Baby’s on Fire
By Liz Prato
Press 53, 2015
142 pages, $14.95
Reviewed by Laryssa Wirstiuk

fire

When feeling sorry for themselves, some people will try to break their self pity by repeating a mantra that begins something like, “In the grand scheme of things….” Blah, blah, blah. Of course, when viewed from outer space, we humans are all just specks of dust. But fiction defies that smallness; instead, a great short story not only amplifies a character’s most personal concerns; it elevates them.

In her debut collection Baby’s on Fire, Liz Prato honors the individual’s small battles; her preoccupied but never self-absorbed characters are knee-deep in their personal struggles: negotiating what places to call home; defining and redefining relationships; caring for the injured and ill; and communicating with difficult people.

In 2014, Baby’s on Fire won second place in Press 53’s Award for Short Fiction. The press’ Founder and Publisher Kevin Morgan Watson said, “It was a collection we couldn’t pass up,” and its stories appeared in journals such as Hunger Mountain, Cream City Review, and Iron Horse Literary Review. Prato’s prose is widely appealing and many-layered: her language is breezy and deceptively casual, while her content is visceral

With the exception of one story, all of Prato’s protagonists are female, but they embody femininity in their own ways. In the story “Cool Dry Ice,” a woman adjusts her hair and reapplies lipstick in preparation for meeting her lover during a layover at an airport, while in “Riding to the Shore,” a woman kneels in a tub, rubbing the back of her cancer-afflicted partner, who vomits in the toilet beside her. That same ill woman also plays with her womanhood, even in the face of debilitating illness. “Ginny stood on the counter of the diner decorated in tinfoil…She’d made bracelets and earrings and a fake-fancy necklace by folding and shaping tiny glinting pieces. She even made a tinfoil tiara, perched on her red wig from the chemo clinic.” Though Ginny is a tinfoil version of a Hollywood actress, she still owns her presence and inspires laughter in the people around her.
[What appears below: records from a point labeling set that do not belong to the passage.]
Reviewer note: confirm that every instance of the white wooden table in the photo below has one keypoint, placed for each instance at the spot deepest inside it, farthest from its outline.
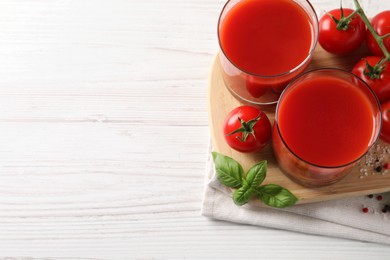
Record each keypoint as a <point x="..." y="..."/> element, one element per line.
<point x="104" y="134"/>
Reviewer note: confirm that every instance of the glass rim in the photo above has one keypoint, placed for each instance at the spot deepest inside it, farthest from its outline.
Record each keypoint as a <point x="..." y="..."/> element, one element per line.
<point x="376" y="104"/>
<point x="300" y="65"/>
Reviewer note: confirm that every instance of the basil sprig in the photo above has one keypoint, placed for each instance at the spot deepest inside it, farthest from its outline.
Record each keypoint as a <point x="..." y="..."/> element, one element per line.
<point x="231" y="174"/>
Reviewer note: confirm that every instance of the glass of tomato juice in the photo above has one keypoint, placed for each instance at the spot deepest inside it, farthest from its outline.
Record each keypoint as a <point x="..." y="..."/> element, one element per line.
<point x="264" y="44"/>
<point x="325" y="121"/>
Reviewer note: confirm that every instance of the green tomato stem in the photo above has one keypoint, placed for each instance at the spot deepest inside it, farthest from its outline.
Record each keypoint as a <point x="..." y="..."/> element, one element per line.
<point x="378" y="38"/>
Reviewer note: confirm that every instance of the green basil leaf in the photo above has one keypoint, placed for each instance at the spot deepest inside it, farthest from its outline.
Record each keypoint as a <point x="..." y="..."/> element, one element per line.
<point x="229" y="171"/>
<point x="276" y="196"/>
<point x="243" y="195"/>
<point x="256" y="174"/>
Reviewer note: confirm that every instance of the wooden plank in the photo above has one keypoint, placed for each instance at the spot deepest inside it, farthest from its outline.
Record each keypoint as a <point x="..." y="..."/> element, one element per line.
<point x="221" y="102"/>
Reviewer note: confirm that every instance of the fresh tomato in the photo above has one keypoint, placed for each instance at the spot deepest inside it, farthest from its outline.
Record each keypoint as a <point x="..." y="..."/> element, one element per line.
<point x="381" y="24"/>
<point x="344" y="36"/>
<point x="247" y="129"/>
<point x="385" y="130"/>
<point x="377" y="78"/>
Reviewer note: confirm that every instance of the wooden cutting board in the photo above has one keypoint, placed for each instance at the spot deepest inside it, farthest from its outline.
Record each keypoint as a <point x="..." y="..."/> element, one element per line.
<point x="361" y="181"/>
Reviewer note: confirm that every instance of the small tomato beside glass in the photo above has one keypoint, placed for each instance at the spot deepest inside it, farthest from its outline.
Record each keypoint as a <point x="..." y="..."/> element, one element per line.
<point x="378" y="78"/>
<point x="344" y="36"/>
<point x="247" y="129"/>
<point x="385" y="131"/>
<point x="381" y="24"/>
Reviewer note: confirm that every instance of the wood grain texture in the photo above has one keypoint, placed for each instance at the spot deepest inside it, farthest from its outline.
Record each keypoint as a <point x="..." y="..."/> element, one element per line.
<point x="221" y="102"/>
<point x="104" y="133"/>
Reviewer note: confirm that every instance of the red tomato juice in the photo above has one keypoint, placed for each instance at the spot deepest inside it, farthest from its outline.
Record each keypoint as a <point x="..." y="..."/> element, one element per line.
<point x="326" y="121"/>
<point x="266" y="37"/>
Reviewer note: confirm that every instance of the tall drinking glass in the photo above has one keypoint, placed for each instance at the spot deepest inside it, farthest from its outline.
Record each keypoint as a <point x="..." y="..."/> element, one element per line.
<point x="263" y="45"/>
<point x="325" y="121"/>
Only a woman could write this book. No one, not even a man, will be able to read Prato’s story “I See You in the Bright Night” and walk alone at night without thinking of this passage: “…but it’s a funny thing: the later it is, the safer it becomes. Men who hurt women aren’t any different from regular folks in that way. At two-thirty in the morning they want to be home in bed with their wives or girlfriends, or whoever.” Most of Prato’s stories are written in this same tone: like a friend—more an acquaintance than a best friend—sharing a story or secret in passing. Every once in a while, this person, unaware of her brilliance, will share the most insightful comment. Imagine arguing about whether that damn dress is white and gold or blue and black. Prato would interject with her wisdom, “It all means the same when painted on a winter sky: snow was on the way.”

The title story and the book borrow their name from Brian Eno: a song on his 1973 debut album Here Come the Warm Jets. In the title story, protagonist Jude is a recent college graduate who has endured a string of unfortunate events. Depressed, she leaves Colorado to live with her mom and brother in Portland but arrives to a burned-down house and all her personal belongings, which she had mailed ahead of her, in ashes.

In an effort to distract themselves from their newfound homelessness, Jude and her brother attend a party with some people she used to know. In the bedroom of Jimmy, her on-again, off-again guy, she hears Brian Eno’s song for the first time; it’s completely unlike “music for airports, the kind airports never really played. But this song pushed against me from the inside, pissed as shit and dying to break out.” Originally from Denver and now living in Portland, Prato seems to be paying homage to her own lived-in places.

But other characters aren’t lucky enough to find growth in the places they know; they’re forced to confront change and messy emotions during transit, while in foreign places, or even at airports during layovers. Many of Prato’s characters are traveling or moving, and they find inspiration and life force in changes of scenery. In “Riding to the Shore” just the promise of a new place keeps the characters moving forward. Prato writes, “We’d have wine and vanilla bean ice cream, if that’s what Ginny wanted that day. The two of us would lie back in the sun, letting out skin grow warm and wet in the middle of the lake.” Prato reminds us that hope is bigger than our relative smallness.